There are several plausible alternative explanations for false-positive reports in studies with unrelated controls:
(a) Many studies, particularly in the early years of studying the effects of genes on cancer, have used poor epidemiological designs and protocols. False-positive reports can be a consequence of using clinic patients as cases and samples of convenience such as medical students or laboratory technicians as controls. Although the failure to consider any differences in race or ethnicity in these studies might lead some to attribute the problem to population stratification, we would consider the studies to violate basic design principles, even if there was matching on ethnicity. We share the view of Morton and Collins (14) that it is facile to attribute the failure to replicate a population study to population stratification rather than poor design; the solution is better adherence to the principles of epidemiological studies for control selection (3) , not necessarily using related controls.
(b) Undoubtedly, associations between most common alleles and specific diseases are null. The magnitudes of the effects of the truly positive ones investigated in population-based studies are small, as for NAT2 and bladder cancer (15) , and often the studies are small. Consequently, power is low. The positive predictive value of positive reports for true causal relationships increases with power and high prior likelihood of being true (16) ; a high proportion of false-positive reports is inevitable when testing unlikely hypotheses, especially with low power (17) . Furthermore, the power of the replication studies is often low as well; therefore, some failures to replicate can be attributed to false negatives in the confirmatory studies.

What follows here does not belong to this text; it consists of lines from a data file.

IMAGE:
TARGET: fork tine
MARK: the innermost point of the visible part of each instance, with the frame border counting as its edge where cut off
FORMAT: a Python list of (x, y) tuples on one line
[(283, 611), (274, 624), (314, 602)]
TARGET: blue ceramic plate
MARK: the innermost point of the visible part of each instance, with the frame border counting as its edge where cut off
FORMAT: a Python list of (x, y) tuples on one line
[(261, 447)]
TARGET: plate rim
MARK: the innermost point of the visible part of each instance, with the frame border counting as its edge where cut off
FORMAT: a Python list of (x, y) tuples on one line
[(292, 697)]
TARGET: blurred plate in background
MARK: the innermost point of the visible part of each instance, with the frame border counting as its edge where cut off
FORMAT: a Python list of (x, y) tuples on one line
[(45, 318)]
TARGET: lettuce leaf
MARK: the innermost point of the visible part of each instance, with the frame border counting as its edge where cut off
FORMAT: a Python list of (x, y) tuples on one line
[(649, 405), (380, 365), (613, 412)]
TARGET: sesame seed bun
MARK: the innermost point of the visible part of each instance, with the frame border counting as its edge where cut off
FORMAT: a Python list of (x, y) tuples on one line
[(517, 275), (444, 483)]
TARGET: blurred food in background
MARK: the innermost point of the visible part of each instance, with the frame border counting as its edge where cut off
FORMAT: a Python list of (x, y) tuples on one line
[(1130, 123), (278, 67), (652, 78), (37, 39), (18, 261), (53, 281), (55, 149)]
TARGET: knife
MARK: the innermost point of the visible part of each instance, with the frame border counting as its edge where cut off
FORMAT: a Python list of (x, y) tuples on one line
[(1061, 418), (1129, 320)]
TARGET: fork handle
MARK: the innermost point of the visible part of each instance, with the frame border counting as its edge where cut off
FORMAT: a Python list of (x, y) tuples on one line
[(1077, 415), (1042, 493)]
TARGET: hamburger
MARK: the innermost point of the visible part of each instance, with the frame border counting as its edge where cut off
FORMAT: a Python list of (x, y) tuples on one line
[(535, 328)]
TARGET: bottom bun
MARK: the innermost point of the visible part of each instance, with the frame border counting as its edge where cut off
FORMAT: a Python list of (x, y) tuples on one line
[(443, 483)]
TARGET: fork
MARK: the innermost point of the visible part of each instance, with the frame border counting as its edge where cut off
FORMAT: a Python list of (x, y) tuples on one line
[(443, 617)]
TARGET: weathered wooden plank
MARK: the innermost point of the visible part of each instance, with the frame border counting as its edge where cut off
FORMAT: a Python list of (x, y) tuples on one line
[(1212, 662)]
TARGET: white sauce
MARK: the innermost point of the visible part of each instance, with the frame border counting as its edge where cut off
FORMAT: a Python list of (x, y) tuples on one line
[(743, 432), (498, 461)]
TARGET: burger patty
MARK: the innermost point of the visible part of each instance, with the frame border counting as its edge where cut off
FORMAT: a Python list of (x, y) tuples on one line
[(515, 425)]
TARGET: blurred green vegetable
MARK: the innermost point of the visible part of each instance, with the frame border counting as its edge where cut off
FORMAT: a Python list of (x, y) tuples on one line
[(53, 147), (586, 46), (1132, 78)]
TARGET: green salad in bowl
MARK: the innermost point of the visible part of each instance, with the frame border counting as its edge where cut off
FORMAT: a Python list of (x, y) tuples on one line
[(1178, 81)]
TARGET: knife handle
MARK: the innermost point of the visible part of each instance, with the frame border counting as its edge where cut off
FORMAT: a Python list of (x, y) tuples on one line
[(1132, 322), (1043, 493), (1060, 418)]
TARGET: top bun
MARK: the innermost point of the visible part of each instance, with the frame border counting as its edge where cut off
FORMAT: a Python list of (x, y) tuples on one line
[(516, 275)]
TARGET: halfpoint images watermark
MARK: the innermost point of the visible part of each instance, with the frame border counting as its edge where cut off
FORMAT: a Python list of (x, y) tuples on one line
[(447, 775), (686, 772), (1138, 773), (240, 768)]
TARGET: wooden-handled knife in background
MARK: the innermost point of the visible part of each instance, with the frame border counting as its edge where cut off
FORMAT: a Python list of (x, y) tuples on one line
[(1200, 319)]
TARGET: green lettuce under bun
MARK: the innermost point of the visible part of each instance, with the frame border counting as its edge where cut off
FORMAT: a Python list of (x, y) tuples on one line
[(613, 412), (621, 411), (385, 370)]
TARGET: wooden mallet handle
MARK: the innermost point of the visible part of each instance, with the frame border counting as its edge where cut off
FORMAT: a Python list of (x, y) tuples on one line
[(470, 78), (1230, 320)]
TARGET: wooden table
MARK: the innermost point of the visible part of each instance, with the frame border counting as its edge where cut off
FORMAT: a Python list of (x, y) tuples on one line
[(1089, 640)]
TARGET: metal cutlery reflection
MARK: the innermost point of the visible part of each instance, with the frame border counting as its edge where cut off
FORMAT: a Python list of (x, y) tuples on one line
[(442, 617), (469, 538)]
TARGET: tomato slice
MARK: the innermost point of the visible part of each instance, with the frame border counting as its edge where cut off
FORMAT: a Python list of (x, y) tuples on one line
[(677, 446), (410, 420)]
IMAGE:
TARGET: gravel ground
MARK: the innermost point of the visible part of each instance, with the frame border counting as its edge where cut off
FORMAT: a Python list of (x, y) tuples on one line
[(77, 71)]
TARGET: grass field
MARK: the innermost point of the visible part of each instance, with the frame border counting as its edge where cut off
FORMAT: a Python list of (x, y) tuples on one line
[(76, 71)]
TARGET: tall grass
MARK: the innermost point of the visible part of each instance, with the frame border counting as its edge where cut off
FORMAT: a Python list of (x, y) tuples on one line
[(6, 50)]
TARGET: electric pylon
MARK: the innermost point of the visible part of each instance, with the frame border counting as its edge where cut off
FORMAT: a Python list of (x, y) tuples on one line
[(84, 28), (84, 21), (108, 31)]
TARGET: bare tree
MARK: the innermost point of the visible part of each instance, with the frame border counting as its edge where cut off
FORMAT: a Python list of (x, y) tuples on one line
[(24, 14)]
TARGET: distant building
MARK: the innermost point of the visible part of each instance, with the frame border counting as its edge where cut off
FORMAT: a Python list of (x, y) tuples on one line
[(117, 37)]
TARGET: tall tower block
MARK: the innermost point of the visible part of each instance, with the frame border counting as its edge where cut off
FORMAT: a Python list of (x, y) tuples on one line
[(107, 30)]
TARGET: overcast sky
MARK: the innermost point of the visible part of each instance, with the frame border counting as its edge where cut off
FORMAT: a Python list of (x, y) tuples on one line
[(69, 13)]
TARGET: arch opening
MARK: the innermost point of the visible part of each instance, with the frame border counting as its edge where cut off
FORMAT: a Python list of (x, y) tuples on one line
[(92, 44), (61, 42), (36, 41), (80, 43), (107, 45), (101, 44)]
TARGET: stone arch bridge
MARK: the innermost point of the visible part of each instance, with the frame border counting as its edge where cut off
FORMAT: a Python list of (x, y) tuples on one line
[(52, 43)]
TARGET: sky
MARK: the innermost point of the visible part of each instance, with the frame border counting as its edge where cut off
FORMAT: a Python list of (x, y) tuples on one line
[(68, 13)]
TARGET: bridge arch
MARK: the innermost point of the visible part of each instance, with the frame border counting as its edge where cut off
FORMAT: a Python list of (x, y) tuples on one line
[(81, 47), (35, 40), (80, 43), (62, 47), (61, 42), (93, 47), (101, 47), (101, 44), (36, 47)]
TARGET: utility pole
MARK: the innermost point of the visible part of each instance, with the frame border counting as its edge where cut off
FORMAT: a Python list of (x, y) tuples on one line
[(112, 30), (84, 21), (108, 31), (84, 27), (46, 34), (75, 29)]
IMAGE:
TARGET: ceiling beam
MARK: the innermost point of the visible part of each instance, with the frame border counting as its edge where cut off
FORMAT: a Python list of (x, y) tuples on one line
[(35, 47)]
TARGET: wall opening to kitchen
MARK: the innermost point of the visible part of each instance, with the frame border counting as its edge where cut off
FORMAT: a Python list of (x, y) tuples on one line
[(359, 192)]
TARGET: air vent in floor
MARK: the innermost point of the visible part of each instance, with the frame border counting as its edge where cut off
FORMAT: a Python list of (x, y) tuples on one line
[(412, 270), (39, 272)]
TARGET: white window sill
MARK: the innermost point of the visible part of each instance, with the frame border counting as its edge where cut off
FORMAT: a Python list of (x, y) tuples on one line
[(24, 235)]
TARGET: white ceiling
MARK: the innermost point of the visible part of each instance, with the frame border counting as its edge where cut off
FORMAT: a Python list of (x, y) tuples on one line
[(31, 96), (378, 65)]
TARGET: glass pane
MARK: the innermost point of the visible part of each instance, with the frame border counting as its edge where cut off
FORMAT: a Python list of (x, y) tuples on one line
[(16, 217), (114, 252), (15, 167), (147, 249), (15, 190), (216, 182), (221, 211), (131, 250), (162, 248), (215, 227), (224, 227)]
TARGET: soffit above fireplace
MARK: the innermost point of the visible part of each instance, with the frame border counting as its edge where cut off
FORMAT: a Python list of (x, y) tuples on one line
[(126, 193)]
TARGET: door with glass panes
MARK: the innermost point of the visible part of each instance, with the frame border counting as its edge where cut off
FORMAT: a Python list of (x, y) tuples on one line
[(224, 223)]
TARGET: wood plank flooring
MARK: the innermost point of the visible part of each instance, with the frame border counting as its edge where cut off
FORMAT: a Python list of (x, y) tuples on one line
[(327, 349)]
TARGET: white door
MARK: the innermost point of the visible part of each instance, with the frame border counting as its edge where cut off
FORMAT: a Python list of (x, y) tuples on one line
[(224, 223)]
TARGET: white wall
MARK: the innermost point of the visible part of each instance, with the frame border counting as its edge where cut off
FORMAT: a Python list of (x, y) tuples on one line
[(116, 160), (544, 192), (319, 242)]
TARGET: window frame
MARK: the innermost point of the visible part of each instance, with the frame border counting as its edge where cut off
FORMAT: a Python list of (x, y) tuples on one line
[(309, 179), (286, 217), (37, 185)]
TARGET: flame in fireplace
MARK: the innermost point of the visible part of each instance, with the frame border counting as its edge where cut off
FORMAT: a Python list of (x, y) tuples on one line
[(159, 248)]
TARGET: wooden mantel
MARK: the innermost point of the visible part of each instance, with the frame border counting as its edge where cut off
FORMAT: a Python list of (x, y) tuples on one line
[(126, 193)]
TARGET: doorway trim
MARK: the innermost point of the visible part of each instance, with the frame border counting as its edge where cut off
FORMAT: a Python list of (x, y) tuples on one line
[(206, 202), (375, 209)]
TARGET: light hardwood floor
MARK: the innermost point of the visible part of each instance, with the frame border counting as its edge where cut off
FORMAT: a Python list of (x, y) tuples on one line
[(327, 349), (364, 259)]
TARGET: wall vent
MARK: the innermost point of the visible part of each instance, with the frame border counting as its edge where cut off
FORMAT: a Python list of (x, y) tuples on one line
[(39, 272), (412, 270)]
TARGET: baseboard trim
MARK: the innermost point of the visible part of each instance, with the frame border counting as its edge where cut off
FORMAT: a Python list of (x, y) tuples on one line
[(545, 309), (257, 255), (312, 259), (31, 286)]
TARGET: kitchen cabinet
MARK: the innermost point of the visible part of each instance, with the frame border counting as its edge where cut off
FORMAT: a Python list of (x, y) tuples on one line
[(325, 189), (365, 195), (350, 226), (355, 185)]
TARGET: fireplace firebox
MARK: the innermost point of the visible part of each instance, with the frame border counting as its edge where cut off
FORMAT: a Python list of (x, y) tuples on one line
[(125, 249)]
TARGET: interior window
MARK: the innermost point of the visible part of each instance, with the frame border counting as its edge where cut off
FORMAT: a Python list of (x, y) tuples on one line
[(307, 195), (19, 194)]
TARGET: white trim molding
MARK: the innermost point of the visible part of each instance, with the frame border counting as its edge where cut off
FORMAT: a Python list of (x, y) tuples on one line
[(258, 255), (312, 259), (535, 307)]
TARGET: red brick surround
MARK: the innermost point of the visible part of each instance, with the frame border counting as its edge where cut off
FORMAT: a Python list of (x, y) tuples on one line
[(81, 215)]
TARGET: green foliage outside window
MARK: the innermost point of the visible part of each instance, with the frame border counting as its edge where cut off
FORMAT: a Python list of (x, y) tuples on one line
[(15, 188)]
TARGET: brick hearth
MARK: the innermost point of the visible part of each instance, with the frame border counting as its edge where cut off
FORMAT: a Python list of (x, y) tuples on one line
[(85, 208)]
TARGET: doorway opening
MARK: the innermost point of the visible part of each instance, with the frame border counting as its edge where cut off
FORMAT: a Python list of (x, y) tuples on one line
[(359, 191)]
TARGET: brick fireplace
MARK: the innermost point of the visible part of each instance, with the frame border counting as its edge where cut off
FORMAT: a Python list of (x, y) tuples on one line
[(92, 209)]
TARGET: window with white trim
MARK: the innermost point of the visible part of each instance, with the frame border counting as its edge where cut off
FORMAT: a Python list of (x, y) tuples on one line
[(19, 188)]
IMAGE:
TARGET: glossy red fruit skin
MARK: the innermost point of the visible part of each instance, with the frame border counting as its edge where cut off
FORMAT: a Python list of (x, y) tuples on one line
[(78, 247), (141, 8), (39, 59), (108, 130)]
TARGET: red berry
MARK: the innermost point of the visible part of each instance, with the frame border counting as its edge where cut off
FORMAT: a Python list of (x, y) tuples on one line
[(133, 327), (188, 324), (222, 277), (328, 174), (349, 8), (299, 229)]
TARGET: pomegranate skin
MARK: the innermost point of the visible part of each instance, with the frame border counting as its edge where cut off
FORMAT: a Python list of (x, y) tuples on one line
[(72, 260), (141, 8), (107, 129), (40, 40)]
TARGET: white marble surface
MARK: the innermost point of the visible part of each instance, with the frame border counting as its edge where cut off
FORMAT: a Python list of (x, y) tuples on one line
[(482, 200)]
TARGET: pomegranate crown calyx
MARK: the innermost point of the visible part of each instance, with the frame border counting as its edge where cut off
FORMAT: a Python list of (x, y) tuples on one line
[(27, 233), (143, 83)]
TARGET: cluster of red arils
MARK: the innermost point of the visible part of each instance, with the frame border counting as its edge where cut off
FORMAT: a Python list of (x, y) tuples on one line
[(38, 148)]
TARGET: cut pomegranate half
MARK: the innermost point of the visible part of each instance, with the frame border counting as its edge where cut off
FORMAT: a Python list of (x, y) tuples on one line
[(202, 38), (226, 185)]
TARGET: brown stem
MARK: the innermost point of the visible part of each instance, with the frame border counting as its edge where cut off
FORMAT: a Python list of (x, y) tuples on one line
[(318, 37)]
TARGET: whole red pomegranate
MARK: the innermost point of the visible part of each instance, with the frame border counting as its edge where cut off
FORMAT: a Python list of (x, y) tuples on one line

(c) Studies of complex disease like cancer are intrinsically more difficult than linkage or other studies of a disease caused exclusively by a single fully penetrant gene. Case-control studies of a common polymorphism with low penetrance and low attributable risk for cancer are intrinsically more susceptible to false positives than studies of a monogenic disease caused by a single allele (18) . The obstacles inherent in studying complex diseases cannot be avoided because common, low-penetrance polymorphisms may account for a substantial number of cases of disease.
(d) Multiple comparisons; data dredging, for example, by subgroup analysis and allowing for dominant and recessive modes of inheritance; and P-value creep, i.e., rejecting when the P-value is slightly or not-so-slightly above the nominal standard, also increase the apparent frequency of false positives.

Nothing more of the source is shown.